Fear and anger pervade rural areas in and around Larkana where the spread of HIV/AIDS has assumed epidemic proportions. In an appalling incident on Wednesday, a man in Gharo Rind village strangled his HIV positive wife to death and hanged her body on a tr
Published June 1, 2019

Fear and anger pervade rural areas in and around Larkana where the spread of HIV/AIDS has assumed epidemic proportions. In an appalling incident on Wednesday, a man in Gharo Rind village strangled his HIV positive wife to death and hanged her body on a tree outside his home, accusing her of having contracted the virus in an extra-marital affair. Since the outbreak was first reported in the last week of April, a major screening programme has been under way. In Ratodero alone, 707 persons have been diagnosed with HIV positive, 580 of them children. Such a high incidence of the virus among children is believed to have been caused by an HIV positive paediatrician using tinted syringes either due to negligence or malicious intent.
A few days ago, in his first formal response to the bad news emanating from the Larkana district, PPP Chairman Bilawal Bhutto Zardari visited a blood screening centre in Ratodero. There, he announced setting up of an endowment fund to ensure free and lifelong treatment of people with HIV/ AIDS in Sindh. An anti-retroviral treatment clinic for children has been set up in Larkana. That is all very well, but unlike some other issues confronting the provincial government this one allows no room for complacency. All concerned must ensure those infected would have easy access to antiretroviral medicines, also creating awareness about the causes of the infection. It is a huge challenge that must not be viewed through the prism of partisan politics.

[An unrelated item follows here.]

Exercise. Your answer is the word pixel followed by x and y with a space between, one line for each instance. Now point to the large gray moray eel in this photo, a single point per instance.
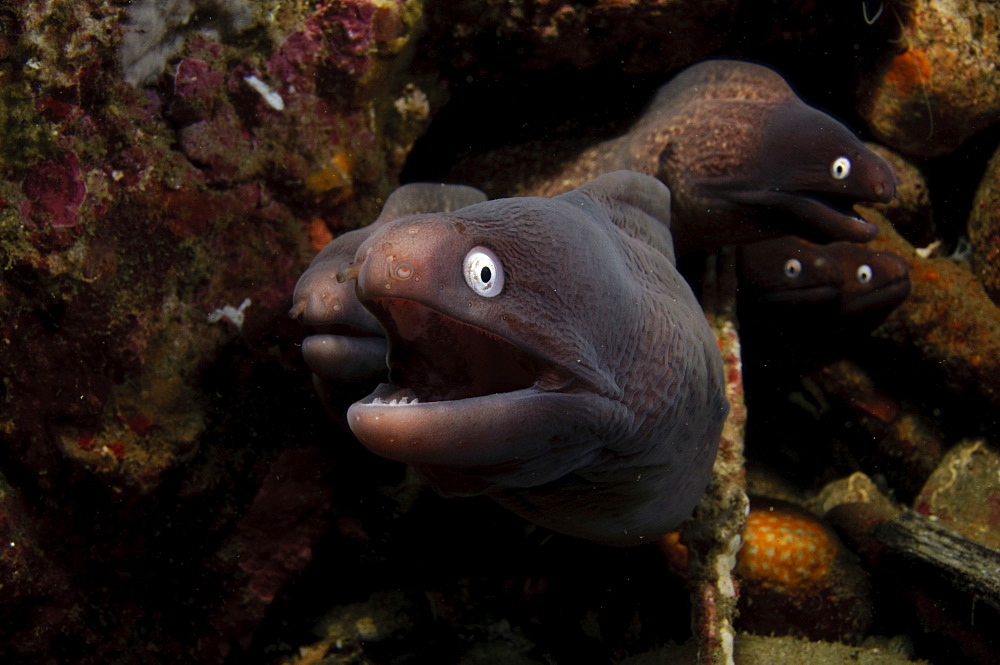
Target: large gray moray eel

The PPP chairman may have had reason to term 'controversial' a federal minister's statement on HIV/AIDS among children in Sindh. It is good to note, however, that the special assistant to the prime minister on health, Dr Zafar Mirza, has refrained from playing any blame game. He has not pretended to have all the answers, either, approaching instead the World Health Organization (WHO) with a request for a team of experts to visit the areas frequently reporting HIV cases. For the first time a WHO team of experts from different fields such an epidemiology, emergency response management HIV/AIDS clinical care, infection prevention and control has been in Pakistan to investigate HIV incidence in this region. Its task is to ascertain the source of the outbreak and curb it, provide technical expertise regarding HIV testing, paediatric HIV treatment and family counselling; and ensuring adequate supplies of rapid diagnostic tests and antiretroviral medicines both adults and children. That should also help better deal with the disease spreading at an alarming rate in other parts of the country as well, especially among intravenous drug users and sex workers. Distressingly, according to a UN report, Pakistan currently has the second fastest growing HIV rate across Asia.